殴った方だというのに、まるで自分が殴られたような表情。
「おまえも聞いていたはずだ。親父は助力を拒んだ。誰も手を出すなと言った。俺も、おまえも、獣王という名前の下で生きていたが――俺は、そんな場所でずっと生きていたいとは思わない」
「どうしてだ! どうしてなんだ、プラド様!」
「多くの者が我慢しなきゃならないからだ。誰もがおまえのように戦うわけじゃない。王というなら、民と臣下を導くべきだろう」
――もっと弱ければよかったぜ――。
最期の言葉を思い出す。
「ゾンダ・パウガ」
すっ、とプラドよりも前へ歩み出たレクスが言う。
「ランドールの示した法を、貴方は遵守しなければならない。何故なら貴方はランドールの忠臣なのだから。ならば、貴方は貴方の中にある『獣の法』に従う義務がある。ランドール・クルーガの法なのですから」
強い者は、弱い者に、好きにされる。
弱い者は、強い者に、従わねばならない。
「私たちがランドールを殺した。私たちはランドールより強い。貴方は今、地面に背中をついている。貴方は、私たちより弱い」
ランドールに従うというのなら。
その法に従わねばならない。
弱いのだから。
なるほど、愉快な理論武装だ。
ランドールを信奉していたものは、ランドールを信奉していたという理由でプラドやレクスを糾弾できない。レクスたちは『獣の法』によってランドールを打倒したのだ。法の元、ランドールは打倒されたにすぎない。

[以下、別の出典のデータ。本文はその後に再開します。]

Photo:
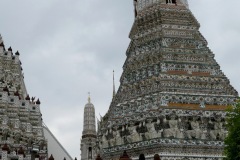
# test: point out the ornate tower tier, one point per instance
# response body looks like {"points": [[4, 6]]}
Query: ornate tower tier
{"points": [[88, 141], [172, 95], [144, 4], [21, 130]]}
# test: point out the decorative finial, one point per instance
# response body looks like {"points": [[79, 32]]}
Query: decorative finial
{"points": [[89, 97], [114, 92]]}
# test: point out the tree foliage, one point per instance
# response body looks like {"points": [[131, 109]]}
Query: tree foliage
{"points": [[232, 141]]}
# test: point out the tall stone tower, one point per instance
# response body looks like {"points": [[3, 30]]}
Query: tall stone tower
{"points": [[88, 142], [172, 95], [21, 130]]}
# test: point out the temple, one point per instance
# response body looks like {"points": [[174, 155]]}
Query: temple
{"points": [[21, 130], [89, 135], [23, 135], [173, 95]]}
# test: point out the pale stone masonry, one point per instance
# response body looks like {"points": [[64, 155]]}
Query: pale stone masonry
{"points": [[172, 95], [89, 135], [21, 130]]}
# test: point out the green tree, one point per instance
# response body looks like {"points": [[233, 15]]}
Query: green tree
{"points": [[232, 141]]}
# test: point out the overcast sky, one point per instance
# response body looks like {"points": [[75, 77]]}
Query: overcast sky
{"points": [[70, 47]]}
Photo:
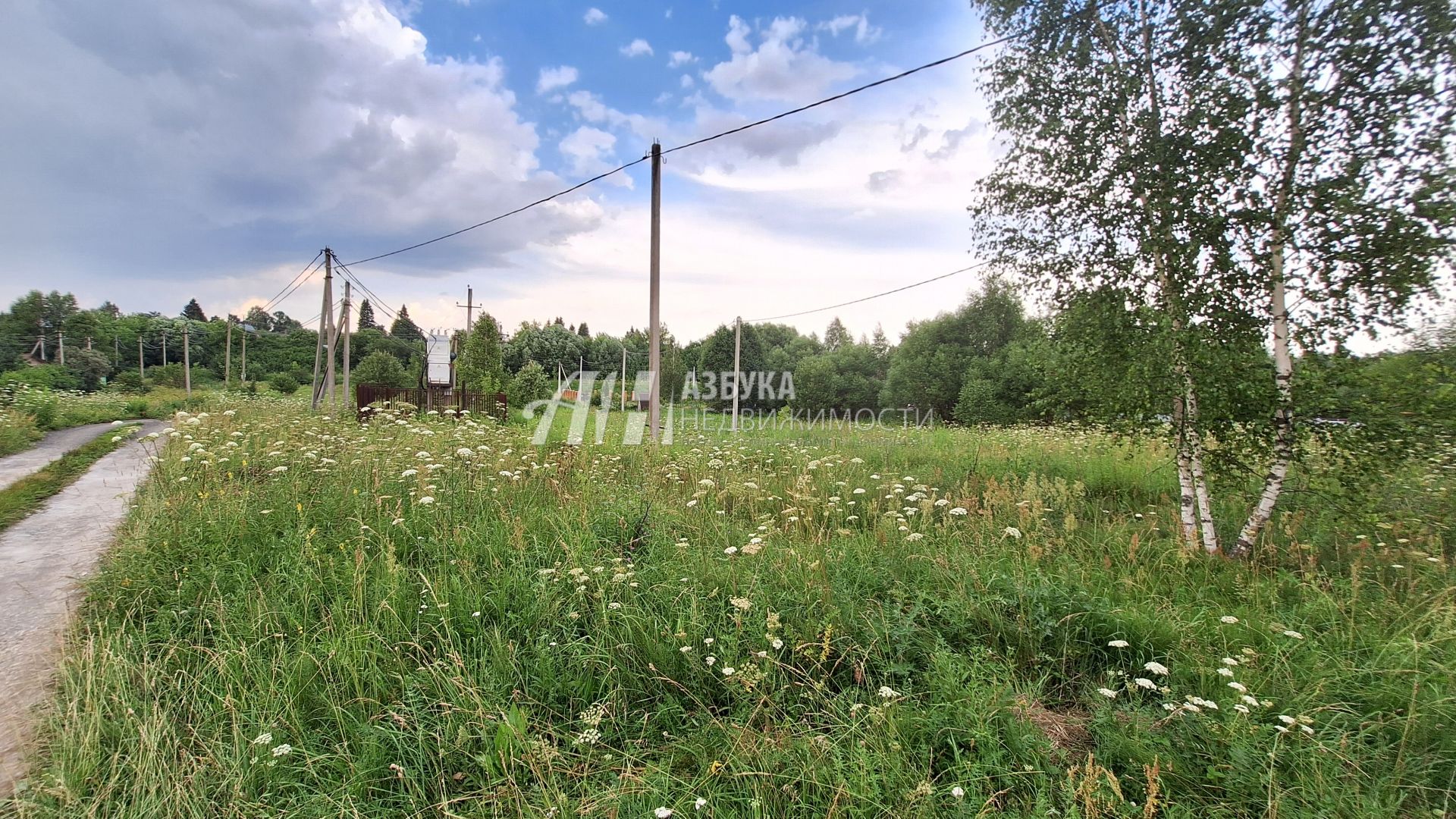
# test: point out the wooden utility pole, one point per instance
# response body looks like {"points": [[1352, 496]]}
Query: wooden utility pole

そう、獣王が他者へ行っていたのと同じことを――今度は獣王がされただけだ。やったことは、獣王と同じなのだ。
獅子王ランドールを肯定するのなら、レクスやプラドを否定できない。
そして同時に、プラドとレクスは『獣の法』に否を唱えている。そうではない統治を謳っている。ランドールに否定的だった者たちにとっては、ある種の福音だ。
見れば狼族の四氏族は生真面目な顔をして頷いている。
スペイド城遠征へ出たランドール直属の部下たちは、眉を寄せて無言を維持しているが、誰も文句を言う者はいない。
双方に対し、筋が通っているように見える。
少なくとも獣人たちの中に粗を見つけられる者はいないようだった。
「なるほど――かつてはランドールに解散させられた我々狐人も、その理屈であれば納得できます。獣王ランドールに辛酸を舐めさせられた他の者たちも、新たな獣王プラド・クルーガの統治を受け入れるでしょう」
にやにや笑いを維持したままのカイラインがまとめに入る。
実際、この状況で獣王プラド・クルーガの誕生を否定できる者はいないだろう。どちらかといえば『反獅子連』の連中こそがプラドを懐疑して然るべきなのだが、彼らは目的を達成してしまったのだ。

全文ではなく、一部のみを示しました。